The noise of him opening the truck door for her brought her back to reality with a jerk. “Sorry, what did you say? I was thinking of something else.”
“Was I involved in that?” he asked and helped her into the passenger seat.
“Yep, you were,” she said.
He leaned into the truck and gave her a sweet kiss on the lips. The tingle that traveled through her sent her right back to visualizing how great it would be to satisfy the ache being near him created in her body. He grinned as he closed the door, and then he stopped to scratch Tex’s ears on the way around the vehicle before sliding behind the wheel.
“And?” he asked as he started the engine.
“I want more than friendship,” she said bluntly.
“So do I.” He turned the truck around and started down the lane. “But it seems to get in the way, doesn’t it?”
“Why do we have to have one or the other? Is it possible to have both?” she whispered. “Pearl and Sonny seem to have found a way to make it work all these years.”
“Maybe we’re the kind of people who need both. I need a friend to talk to when I’ve got decisions to make, and I need someone to look forward to sleeping with at night and waking up to in the morning. I think we can have both, Addy,” he answered.
“So tonight are we friends or more?” she asked.
“Both for as long as it takes us to get to Bonham,” he said. “Has Mia talked to you about the phone call I got today?”
“Yes, but…” Addy started.
“No buts,” he said quickly. “What was your first reaction?”
She turned away from him and stared out the side window. “I wanted to run away to the panhandle again. If that’s what you really want, I can’t stand in your way—that’s friendship. But the other part of me wanted to cry, because I don’t want you to leave again—that’s the relationship we’re starting to build.”
He pulled over to the side of the road and parked. Then he reached across the console and cupped Addy’s chin in his hand. “Look at me, Addy,” he said as he gently turned her head around so they could stare into each other’s eyes. “What do you see?”

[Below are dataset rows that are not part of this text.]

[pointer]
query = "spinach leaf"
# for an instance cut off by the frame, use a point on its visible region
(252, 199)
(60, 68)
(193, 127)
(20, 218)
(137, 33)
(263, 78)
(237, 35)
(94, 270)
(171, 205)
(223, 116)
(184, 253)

“I hope I see happiness,” she said.
“Exactly, and like I told Mia, I’m not taking the job in Miami. I would love to have a reunion with my teammates sometime in the future. We were closer than brothers, but I have no desire to work with them again. I’m happy right here, running the ranch and building on what we have. Mia said something about us being a family no matter what happens between me and you. I want that, Addy, but I want a relationship, too.”
Addy took his hand in hers, kissed the palm, and put it back on the steering wheel. “Then we’ll have to work things out and see if we can figure out a way to have both. Are you sure you’re all right with the fact I can’t have more children?”
“Dad and Mama couldn’t have children either, and yet they’ve got three sons.” He wiggled his eyebrows and went back to driving.
“I never thought of that.” She wasn’t sure how she felt about fostering children or about adopting.
“But all of that is another conversation for later. I should get used to one daughter first,” Jesse said as he snagged a parking spot close to the Walmart entry door. “Right now, we need to go buy a baby gift, and then stop by the snow cone stand, pull over at the old barn where we went to party as kids, and eat it slowly.”